With this in mind, consider Vice President Harris’ remarks at the AI safety summit in the UK last November: “[w]hen a woman is threatened by an abusive partner with explicit deepfake photographs, is that not existential for her?” By making this statement, Harris contests the conference’s primary framing of safety as most concerned with existential risks and technical governance approaches. In short, she raises the question, “safety for whom?”
The “whom” in AI existential safety is universal, addressing existential risk to all of humanity without specifying the subject. Lucy Suchman suggests that the subject in reference to AI has historically been universalized. For example, in propositional logic, we might make a statement concerning the subject S that knows some proposition p; feminist critics, however, might challenge this framing of an impartial agent with “who is S?” For those most concerned with existential risk, the question of “whom” may seem irrelevant when the very fate of humanity is at stake.

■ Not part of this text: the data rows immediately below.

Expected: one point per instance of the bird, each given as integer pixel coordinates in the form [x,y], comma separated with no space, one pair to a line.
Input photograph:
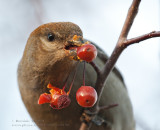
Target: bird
[45,61]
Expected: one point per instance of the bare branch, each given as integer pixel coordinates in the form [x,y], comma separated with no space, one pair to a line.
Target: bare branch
[83,126]
[96,68]
[133,10]
[142,38]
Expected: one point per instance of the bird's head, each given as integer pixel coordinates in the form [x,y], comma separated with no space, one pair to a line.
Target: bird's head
[48,46]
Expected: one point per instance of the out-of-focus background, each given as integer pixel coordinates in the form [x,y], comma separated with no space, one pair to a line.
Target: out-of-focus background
[101,22]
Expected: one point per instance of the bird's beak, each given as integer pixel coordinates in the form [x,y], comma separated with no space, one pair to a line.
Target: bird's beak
[72,45]
[76,41]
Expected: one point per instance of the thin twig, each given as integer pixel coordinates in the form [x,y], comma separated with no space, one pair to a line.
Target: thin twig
[132,12]
[122,43]
[96,68]
[83,126]
[142,38]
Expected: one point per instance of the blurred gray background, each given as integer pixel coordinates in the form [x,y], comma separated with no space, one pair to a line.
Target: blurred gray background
[101,22]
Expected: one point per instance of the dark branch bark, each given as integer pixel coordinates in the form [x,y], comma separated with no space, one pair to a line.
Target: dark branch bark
[96,68]
[142,38]
[122,43]
[133,10]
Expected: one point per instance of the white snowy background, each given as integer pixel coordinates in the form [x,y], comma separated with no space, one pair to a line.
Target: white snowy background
[101,22]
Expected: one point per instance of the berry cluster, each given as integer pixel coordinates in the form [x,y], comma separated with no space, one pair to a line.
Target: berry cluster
[86,95]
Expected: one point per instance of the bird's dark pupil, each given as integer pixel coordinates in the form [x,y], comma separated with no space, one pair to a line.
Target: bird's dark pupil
[50,37]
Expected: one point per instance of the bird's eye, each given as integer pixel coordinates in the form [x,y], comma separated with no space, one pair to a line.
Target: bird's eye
[51,37]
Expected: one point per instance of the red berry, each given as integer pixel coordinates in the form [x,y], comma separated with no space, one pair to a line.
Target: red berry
[60,101]
[87,52]
[44,98]
[86,96]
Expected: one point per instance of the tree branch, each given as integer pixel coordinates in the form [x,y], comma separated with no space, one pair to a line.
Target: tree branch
[142,38]
[96,68]
[132,12]
[122,43]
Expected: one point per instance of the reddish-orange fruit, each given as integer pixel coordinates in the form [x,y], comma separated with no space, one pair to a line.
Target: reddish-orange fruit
[87,52]
[86,96]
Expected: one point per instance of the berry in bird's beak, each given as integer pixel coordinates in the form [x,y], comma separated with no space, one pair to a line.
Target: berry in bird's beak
[72,45]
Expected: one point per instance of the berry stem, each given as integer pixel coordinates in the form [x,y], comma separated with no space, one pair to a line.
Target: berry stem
[84,73]
[72,80]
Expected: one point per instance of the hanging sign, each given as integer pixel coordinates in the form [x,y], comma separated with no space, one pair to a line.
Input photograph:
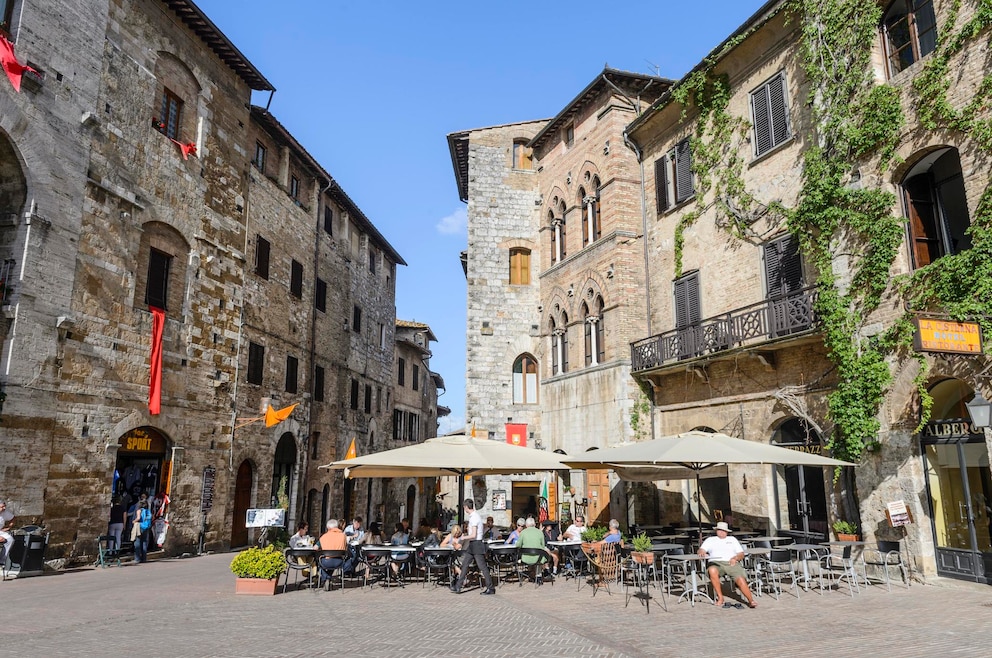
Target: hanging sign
[207,492]
[934,335]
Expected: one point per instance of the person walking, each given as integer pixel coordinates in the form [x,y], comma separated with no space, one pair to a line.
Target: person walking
[475,549]
[143,520]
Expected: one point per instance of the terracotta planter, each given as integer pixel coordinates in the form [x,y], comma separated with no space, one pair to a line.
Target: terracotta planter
[255,586]
[643,557]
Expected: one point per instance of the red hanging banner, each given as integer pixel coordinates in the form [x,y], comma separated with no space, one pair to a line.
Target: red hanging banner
[13,68]
[155,380]
[516,434]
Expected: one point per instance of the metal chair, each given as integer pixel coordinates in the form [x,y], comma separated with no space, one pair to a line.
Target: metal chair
[887,555]
[108,551]
[297,561]
[841,567]
[777,565]
[604,563]
[437,561]
[376,561]
[542,560]
[328,554]
[504,561]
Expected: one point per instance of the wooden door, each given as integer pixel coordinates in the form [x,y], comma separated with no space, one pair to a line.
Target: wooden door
[242,501]
[598,509]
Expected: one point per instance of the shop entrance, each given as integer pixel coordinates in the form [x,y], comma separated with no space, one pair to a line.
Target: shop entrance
[805,491]
[959,484]
[524,500]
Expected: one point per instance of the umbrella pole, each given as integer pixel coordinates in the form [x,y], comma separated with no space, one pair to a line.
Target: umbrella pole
[461,498]
[699,510]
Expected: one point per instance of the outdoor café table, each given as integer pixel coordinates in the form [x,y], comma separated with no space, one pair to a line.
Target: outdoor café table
[770,540]
[849,561]
[692,592]
[805,553]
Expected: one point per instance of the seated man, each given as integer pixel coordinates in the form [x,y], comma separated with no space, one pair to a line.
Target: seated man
[614,536]
[725,555]
[515,535]
[531,537]
[334,540]
[574,531]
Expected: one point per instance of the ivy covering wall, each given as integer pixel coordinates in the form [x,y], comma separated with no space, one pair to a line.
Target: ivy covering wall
[857,125]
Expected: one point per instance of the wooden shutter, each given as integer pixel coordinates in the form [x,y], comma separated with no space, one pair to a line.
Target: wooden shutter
[683,171]
[687,308]
[778,110]
[783,267]
[762,121]
[661,183]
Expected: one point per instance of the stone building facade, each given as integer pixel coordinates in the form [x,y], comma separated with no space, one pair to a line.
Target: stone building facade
[555,278]
[735,343]
[132,179]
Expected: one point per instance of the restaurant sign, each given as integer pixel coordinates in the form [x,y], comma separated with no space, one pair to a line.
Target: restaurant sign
[933,335]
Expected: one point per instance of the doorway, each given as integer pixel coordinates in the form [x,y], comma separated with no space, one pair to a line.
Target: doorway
[242,501]
[805,499]
[959,485]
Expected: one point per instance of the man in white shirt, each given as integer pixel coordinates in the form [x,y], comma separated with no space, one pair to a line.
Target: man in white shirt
[724,555]
[475,549]
[575,530]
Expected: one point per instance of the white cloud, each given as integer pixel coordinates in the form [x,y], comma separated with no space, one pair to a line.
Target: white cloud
[454,223]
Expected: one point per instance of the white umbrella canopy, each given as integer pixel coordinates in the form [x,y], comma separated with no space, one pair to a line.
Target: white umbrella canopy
[458,455]
[692,454]
[450,455]
[697,451]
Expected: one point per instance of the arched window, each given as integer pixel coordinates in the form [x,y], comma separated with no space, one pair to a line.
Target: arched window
[936,207]
[525,380]
[519,267]
[590,213]
[523,157]
[592,322]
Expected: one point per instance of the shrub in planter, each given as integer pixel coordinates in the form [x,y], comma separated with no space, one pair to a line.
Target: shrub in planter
[263,564]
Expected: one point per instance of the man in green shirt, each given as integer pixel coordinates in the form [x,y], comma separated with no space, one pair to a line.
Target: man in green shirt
[532,537]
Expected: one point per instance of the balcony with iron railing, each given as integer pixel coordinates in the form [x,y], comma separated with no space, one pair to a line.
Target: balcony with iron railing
[771,320]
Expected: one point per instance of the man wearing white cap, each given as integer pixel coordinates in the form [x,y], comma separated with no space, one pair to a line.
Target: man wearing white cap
[725,555]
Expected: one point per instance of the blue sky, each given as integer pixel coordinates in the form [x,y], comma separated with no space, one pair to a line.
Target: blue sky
[372,89]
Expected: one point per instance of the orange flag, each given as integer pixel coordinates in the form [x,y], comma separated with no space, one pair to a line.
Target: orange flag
[273,417]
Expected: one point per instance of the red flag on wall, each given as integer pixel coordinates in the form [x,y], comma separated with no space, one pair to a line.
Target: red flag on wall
[516,434]
[155,381]
[11,66]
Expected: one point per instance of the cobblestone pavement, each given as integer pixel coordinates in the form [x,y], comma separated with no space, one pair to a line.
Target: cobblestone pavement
[188,608]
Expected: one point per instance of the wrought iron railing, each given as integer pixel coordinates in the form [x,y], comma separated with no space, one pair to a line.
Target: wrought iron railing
[750,325]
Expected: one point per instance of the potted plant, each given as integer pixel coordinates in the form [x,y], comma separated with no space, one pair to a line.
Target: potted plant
[846,531]
[257,571]
[642,553]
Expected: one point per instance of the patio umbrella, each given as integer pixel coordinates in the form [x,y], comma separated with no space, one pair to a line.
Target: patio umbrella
[692,453]
[457,455]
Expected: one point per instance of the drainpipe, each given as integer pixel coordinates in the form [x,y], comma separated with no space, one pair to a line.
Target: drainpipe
[639,154]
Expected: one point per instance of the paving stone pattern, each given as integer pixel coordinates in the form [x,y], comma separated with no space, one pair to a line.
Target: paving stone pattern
[188,608]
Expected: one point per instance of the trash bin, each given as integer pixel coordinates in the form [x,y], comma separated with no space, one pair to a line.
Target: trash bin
[27,554]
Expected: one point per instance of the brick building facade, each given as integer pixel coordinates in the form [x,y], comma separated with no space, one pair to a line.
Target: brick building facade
[276,288]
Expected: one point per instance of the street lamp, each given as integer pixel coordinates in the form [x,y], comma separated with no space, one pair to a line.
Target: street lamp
[980,411]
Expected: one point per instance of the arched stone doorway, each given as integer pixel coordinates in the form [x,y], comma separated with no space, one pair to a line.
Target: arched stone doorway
[242,501]
[801,490]
[959,484]
[283,471]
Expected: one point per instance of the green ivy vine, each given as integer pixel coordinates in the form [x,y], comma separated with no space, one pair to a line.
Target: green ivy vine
[856,122]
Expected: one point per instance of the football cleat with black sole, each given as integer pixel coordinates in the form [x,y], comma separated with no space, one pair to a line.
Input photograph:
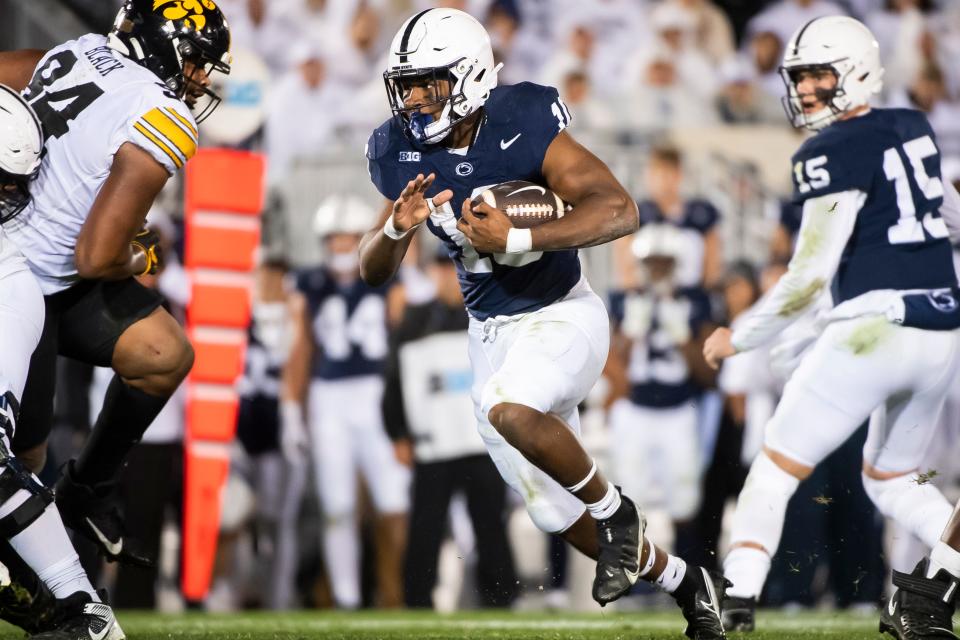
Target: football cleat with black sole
[94,512]
[618,563]
[921,608]
[80,618]
[739,613]
[699,596]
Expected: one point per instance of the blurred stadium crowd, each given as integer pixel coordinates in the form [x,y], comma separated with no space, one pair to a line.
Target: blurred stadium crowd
[681,98]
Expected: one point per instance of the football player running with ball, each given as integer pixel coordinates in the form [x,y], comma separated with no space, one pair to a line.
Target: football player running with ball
[872,196]
[28,519]
[117,114]
[539,336]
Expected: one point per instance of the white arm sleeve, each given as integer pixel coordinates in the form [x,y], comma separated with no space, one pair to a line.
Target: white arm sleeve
[827,224]
[950,212]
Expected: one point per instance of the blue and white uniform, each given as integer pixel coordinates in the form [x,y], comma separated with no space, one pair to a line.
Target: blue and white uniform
[696,220]
[538,335]
[347,436]
[655,455]
[871,193]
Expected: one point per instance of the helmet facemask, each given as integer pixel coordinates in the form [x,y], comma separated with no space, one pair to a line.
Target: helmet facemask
[14,193]
[834,100]
[421,126]
[193,60]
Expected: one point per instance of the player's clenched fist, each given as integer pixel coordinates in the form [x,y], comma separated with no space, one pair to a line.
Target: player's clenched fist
[412,207]
[718,347]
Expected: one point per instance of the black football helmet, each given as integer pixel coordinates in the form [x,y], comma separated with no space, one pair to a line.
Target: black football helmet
[163,35]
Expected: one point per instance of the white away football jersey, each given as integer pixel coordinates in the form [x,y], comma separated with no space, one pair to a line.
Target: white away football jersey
[91,100]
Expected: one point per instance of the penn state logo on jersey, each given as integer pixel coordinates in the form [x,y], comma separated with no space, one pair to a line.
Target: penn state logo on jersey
[899,240]
[349,325]
[518,123]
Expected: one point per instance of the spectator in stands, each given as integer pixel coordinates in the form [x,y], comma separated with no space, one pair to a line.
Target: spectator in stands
[696,218]
[675,29]
[303,112]
[592,114]
[278,464]
[712,28]
[263,27]
[429,415]
[784,17]
[928,93]
[742,99]
[577,56]
[899,28]
[766,52]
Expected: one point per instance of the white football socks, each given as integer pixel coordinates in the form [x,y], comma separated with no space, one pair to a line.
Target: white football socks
[341,552]
[946,557]
[758,520]
[47,549]
[607,505]
[918,507]
[672,576]
[747,569]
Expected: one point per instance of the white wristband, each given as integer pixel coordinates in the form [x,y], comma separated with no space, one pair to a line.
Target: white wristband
[519,240]
[392,232]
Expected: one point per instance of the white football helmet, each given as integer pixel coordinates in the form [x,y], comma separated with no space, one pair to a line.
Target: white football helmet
[843,45]
[434,45]
[21,148]
[340,213]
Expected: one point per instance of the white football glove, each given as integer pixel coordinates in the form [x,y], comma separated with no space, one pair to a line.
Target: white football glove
[293,433]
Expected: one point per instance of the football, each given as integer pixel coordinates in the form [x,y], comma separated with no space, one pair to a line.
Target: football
[527,204]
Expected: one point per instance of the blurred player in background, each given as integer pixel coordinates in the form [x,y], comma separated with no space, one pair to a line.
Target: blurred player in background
[118,115]
[696,219]
[872,196]
[539,336]
[657,364]
[339,352]
[27,518]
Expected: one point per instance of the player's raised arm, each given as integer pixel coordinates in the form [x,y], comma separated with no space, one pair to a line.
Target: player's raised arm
[104,247]
[383,247]
[16,67]
[602,208]
[828,221]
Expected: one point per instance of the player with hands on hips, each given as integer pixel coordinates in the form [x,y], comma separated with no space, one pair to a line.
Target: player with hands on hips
[873,221]
[538,335]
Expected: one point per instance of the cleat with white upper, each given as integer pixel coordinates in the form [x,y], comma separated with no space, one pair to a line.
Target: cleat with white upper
[80,618]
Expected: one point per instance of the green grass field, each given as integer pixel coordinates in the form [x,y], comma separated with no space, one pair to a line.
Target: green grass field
[500,625]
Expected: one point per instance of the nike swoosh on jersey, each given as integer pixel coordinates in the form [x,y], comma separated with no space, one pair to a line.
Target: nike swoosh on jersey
[114,548]
[522,189]
[504,144]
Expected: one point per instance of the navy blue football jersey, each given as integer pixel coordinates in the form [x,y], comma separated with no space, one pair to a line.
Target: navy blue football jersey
[658,372]
[349,325]
[518,124]
[899,240]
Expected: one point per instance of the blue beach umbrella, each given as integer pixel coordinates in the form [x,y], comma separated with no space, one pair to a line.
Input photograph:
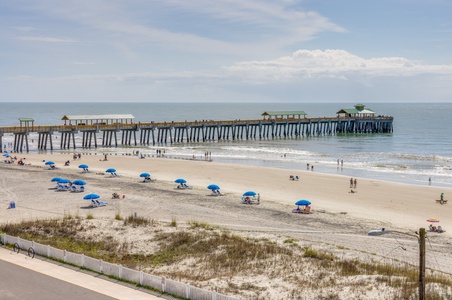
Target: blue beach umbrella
[303,202]
[213,187]
[249,194]
[91,197]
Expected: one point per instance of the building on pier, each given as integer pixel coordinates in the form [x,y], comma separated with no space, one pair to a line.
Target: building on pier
[281,115]
[358,111]
[274,125]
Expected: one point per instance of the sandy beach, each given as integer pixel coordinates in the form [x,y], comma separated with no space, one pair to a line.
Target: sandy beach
[339,217]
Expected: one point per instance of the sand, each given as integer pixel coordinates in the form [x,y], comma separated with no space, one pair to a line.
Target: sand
[339,218]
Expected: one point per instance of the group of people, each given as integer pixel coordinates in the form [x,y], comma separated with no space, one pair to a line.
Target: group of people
[291,177]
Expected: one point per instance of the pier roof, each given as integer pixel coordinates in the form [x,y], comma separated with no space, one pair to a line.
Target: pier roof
[284,113]
[98,117]
[358,110]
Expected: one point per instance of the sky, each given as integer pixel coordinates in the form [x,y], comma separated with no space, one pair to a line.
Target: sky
[304,51]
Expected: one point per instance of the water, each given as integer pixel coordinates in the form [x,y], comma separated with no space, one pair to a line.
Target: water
[419,148]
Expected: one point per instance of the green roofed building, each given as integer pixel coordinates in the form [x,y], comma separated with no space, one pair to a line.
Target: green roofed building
[97,119]
[359,110]
[274,115]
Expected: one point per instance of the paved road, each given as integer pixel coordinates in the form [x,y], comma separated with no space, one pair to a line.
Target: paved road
[22,283]
[22,277]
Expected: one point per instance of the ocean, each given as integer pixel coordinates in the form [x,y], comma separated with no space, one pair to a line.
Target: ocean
[419,148]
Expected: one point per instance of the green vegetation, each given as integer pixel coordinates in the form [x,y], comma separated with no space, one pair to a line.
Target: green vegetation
[210,251]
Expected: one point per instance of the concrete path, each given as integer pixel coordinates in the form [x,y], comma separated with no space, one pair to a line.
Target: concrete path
[22,277]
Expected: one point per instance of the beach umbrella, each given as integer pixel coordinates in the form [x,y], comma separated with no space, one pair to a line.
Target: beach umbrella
[91,197]
[303,202]
[213,187]
[433,220]
[249,194]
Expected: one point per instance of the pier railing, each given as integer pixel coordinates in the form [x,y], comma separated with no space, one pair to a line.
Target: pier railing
[125,134]
[160,283]
[121,126]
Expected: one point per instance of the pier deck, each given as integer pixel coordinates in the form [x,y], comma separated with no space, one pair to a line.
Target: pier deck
[152,133]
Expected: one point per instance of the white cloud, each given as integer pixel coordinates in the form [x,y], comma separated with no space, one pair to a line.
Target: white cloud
[240,28]
[330,63]
[45,39]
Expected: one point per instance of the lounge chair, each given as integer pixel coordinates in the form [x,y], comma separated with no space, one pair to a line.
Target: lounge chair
[63,187]
[97,203]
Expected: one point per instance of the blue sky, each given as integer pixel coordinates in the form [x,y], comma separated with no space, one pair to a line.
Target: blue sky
[226,51]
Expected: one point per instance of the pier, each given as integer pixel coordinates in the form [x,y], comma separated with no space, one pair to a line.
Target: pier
[121,130]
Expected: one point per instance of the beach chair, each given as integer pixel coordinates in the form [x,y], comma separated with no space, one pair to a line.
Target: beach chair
[97,203]
[62,187]
[100,203]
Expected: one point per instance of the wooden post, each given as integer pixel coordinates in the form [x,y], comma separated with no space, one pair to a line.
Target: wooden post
[421,263]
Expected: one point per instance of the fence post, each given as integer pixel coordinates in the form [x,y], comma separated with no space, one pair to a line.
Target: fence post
[163,284]
[187,291]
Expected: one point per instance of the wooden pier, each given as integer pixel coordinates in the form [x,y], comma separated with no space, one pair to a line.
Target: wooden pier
[157,133]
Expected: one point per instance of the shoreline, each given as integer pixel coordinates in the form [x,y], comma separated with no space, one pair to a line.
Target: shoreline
[339,218]
[323,189]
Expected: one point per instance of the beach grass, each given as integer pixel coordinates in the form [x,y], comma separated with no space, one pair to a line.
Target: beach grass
[212,252]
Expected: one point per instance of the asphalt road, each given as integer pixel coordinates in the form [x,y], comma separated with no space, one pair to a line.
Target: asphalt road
[20,283]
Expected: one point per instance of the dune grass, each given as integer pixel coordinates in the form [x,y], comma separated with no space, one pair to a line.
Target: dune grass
[211,252]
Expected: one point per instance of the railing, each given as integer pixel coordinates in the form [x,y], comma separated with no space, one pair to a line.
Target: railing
[136,126]
[144,279]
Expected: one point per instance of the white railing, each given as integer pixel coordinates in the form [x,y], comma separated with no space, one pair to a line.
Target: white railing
[148,280]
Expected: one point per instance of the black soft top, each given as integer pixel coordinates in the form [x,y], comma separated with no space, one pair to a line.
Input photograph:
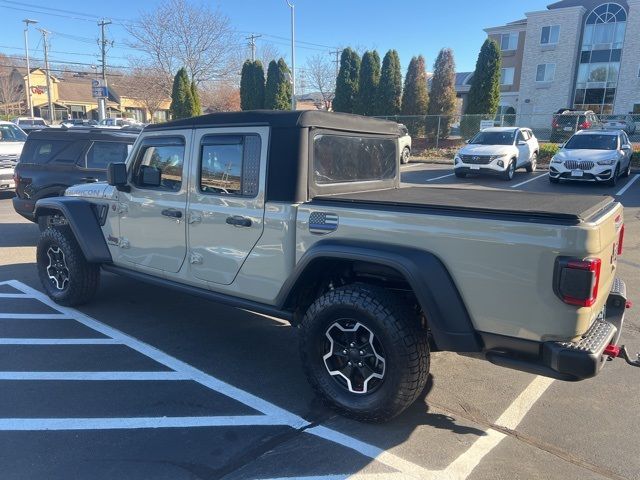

However, in a different community of practice, these questions are integral to understanding and shaping the sociopolitical arrangements around us.
For instance, advocacy organizations and academics have long raised the alarm about how automating social services exacerbates discrimination and domination. Virginia Eubanks describes the creation of a “digital poorhouse” where hiring algorithms discriminate against women and racial minorities. Countless other examples of actual harms produced by the automation of various aspects of public life existed long before generative AI became prevalent. Marginalized groups face harm from these sociotechnical systems within their standard operating procedures even if such systems might appear to offer benefits to a more abstract, general subject S. Within AI safety, AI should not exacerbate these existing injustices. This raises the question: does the existence of these harms suggest that AI is misaligned?
Recognizing safety as a boundary object brings contestability back into regulatory discussions of AI. The trajectory of AI adoption in society is not inevitable. It is contingent on the actions and policies we set today. We can imagine a more participatory process for developing responsible AI. We can impose strict constraints on AI use in society as the EU AI Act does by rejecting the use of AI in specific situations that pose unacceptable risks, such as facial recognition. We can also pass stronger employment laws that guarantee worker rights and protections in the face of growing automation. Ultimately, our goal should be governing AI, not AI governing us.